Tuesday, January 24, 2023

Mission: Get into places and back out.

In the old Mission: Impossible show, the one thing you could always count on was that the team would have really good forged papers. They never got caught because they used a Form 13-F when the guards would have expected a Form 16-B. Peter Lupus just handed over the clipboard, a guy looked at it, and soon a mysterious crate with Greg Morris inside would be delivered. Later it would open up and the cat burglar would get to work. 

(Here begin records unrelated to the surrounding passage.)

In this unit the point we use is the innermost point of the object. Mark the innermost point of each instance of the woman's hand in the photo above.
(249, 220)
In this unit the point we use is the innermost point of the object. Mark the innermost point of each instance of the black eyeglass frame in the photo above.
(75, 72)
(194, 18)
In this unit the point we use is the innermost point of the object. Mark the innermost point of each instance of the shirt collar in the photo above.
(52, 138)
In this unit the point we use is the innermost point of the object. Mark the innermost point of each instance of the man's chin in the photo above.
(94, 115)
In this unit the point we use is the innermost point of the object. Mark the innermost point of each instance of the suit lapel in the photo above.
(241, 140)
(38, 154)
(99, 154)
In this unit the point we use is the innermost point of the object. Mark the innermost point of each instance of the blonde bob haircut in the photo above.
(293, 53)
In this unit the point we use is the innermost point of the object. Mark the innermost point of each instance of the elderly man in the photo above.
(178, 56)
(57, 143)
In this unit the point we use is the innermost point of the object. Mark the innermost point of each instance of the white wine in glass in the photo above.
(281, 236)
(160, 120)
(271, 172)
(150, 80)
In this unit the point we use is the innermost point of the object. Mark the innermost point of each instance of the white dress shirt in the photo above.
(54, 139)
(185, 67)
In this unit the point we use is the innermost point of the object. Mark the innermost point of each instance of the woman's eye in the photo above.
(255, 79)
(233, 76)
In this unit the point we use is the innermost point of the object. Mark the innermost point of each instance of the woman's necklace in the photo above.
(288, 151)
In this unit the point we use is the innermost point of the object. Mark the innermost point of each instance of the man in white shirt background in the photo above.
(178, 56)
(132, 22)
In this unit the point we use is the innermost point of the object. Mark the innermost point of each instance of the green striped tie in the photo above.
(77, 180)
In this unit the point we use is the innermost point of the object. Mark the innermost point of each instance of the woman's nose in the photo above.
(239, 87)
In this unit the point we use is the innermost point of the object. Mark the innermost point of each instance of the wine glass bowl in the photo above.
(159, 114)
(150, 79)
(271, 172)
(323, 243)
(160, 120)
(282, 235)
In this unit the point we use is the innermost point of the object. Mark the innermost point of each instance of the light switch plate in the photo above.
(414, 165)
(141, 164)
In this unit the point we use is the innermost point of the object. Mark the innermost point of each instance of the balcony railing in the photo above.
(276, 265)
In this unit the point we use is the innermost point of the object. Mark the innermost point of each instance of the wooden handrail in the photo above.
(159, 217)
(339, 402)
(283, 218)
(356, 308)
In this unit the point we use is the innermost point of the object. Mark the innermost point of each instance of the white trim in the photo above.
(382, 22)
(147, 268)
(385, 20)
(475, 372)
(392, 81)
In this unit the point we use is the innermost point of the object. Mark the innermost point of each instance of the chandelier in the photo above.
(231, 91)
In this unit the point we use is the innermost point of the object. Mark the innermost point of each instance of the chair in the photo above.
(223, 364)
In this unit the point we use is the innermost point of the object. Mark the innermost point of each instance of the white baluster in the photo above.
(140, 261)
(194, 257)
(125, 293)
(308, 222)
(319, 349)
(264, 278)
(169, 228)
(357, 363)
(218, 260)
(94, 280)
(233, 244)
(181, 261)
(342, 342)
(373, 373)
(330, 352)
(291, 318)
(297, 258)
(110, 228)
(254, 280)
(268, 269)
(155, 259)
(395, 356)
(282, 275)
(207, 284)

In the days pre-9/11, a friend of mine was convinced that you could get into any office building in Manhattan with a clipboard and maybe a lanyard. Just look like you know what you're doing and brazen it out. Sometimes it wouldn't even be that big a deal. I read an article about how gorgeous the lobby and elevators are in the Chrysler Building, so one day I just went in there wearing my suit and tie. Went straight in, rode in the elevator, left. Didn't even have to sign a guest book. (They are gorgeous, BTW.)

The clipboard act might have been worth a try to get into more secure properties back in the day. But security began to tighten after the 1993 World Trade Center bombing, and now, well, it would be easier to get a four-ounce bottle on an airplane than to sneak into a building with such a simple trick. 

However, something tells me this probably would still work.



It's the same principle as my old pal's clipboard gag -- use the appearance of mission and authority to do what you're not supposed to do. It won't work in a Manhattan office building now, but apparently you can take whatever you want from stores. This is partly because security in a Walmart isn't that great, but partly because no one cares anymore. If Target and other stores in California are just going to let looters and thieves take off with whatever, why should a branch in, say, Omaha care that much? 

So that's the world we've built in the new millennium -- maximum security for everyday schmucks, crooks running wild in the streets. For the first time in my life I hear about stores being shut down because people are stealing too much. That's serious. Ordinary petty theft is a minor infection; this kind of thievery is a fatal disease. The parasite has taken over the organism.

I had another friend whose son got in trouble with the law back in the oughts. This Napoleon of crime had the idea with his buddy to go into Target, grab all the video game discs they could hold, and dash out the door. So, the kid got a criminal record for his trouble. Now it appears he wasn't an idiot, he was just ahead of his time. 

2 comments:

technochitlin said...

We are no longer a high-trust society, and I doubt our system works if we're not one. Sad!!

🐻 bgbear said...

When I was in college we wanted to get overhead pictures of some Chinese New Year celebrations in San Francisco. My trick was to march to the elevator and push a button to an upper floor but not the top. We got out and took the stairs to the roof. We got quite a few pictures before security deduced it. They were really nice about it all.